I meant chain letter, not chain mail. Chain mail is what I wear while making a pee.

Run by meming? Should not that be drive by meming? Or is this a carbon emission thing?

King Aardvark said...

Yes, drive by. Exactly.

Don't mind me, I'm just stupid today.

TheBrummell said...

It's a 'meme' on teh intarwebs, guys. "Required" has a very different definition here in cyburspace.

Neither of you were shouting, by the way. SHOUTING LOOKS LIKE THIS!!!!!!

Also, I am now totally psyched to see what "a blog version of chain mail!" looks like. Can I be knight, or do I have to start as a squire?

rvidal said...

Thanks for the tag, I think.

Oh and by the way, you put the wrong link to my blog :D

PS: My 8 facts are one-liners... how poor when compared with your post!

TheBrummell said...

Oh and by the way, you put the wrong link to my blog :D

Fixed!

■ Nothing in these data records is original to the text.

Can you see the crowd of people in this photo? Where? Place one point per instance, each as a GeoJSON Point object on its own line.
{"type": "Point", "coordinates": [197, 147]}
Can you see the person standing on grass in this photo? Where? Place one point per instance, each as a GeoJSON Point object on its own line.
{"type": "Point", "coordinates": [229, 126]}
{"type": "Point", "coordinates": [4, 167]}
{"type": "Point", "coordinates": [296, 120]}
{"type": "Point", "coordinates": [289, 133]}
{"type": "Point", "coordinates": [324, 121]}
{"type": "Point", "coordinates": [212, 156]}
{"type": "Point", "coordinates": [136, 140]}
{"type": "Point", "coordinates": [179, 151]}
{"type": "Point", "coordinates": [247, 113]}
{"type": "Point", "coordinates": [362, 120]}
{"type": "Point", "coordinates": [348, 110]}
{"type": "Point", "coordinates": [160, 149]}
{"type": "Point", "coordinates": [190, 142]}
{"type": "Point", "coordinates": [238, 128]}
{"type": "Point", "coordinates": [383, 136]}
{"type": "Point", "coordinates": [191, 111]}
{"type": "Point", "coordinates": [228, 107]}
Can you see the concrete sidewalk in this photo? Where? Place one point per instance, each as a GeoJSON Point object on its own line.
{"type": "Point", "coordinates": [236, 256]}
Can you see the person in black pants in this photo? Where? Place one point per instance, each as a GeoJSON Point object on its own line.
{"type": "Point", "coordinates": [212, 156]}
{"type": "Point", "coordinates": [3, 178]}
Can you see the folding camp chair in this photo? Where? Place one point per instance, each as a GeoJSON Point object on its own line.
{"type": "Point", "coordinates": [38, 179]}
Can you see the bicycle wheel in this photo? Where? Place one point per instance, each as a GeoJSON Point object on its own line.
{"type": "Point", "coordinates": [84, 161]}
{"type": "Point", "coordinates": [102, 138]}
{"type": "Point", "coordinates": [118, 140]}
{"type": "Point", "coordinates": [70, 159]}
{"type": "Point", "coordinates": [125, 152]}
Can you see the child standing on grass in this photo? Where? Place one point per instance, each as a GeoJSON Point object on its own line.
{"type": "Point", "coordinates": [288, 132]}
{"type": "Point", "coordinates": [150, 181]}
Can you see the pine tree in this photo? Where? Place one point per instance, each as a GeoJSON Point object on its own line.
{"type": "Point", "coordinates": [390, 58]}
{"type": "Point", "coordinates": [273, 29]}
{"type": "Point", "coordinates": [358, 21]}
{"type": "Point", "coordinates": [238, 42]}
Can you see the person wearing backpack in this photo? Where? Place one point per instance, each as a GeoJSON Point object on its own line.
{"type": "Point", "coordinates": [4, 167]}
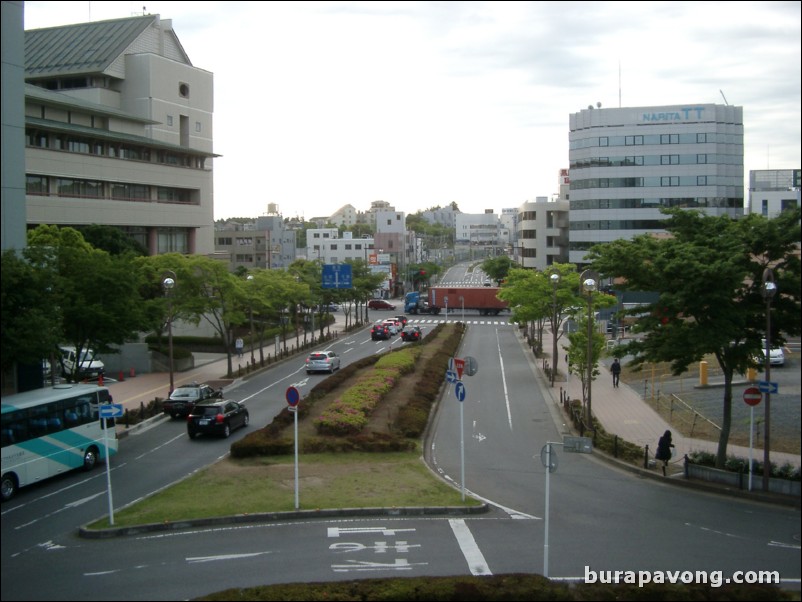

Thanks for finding that.

Carlo said...

Argh! Why do you meme me when I'm at a conference and cannot participate???

TheBrummell said...

Why do you meme me when I'm at a conference and cannot participate???

1. Verbing weirds language. "Meme" is a noun. Stop doing that.
2. There's no time limit on this; enjoy your superconferenceburnout, then come back and post a really short point-form version of this meme when you feel like it. Mine is among the longest I've seen.
3. You have been spending too much time typing back and forth with Necator, apparently, since you used so many question marks.

Necator said...

1. Verbing weirds language. "Meme" is a noun. Stop doing that.

Is this an irony?

TheBrummell said...

Is this an irony?

Yes. It's also a line from a Calvin and Hobbes cartoon.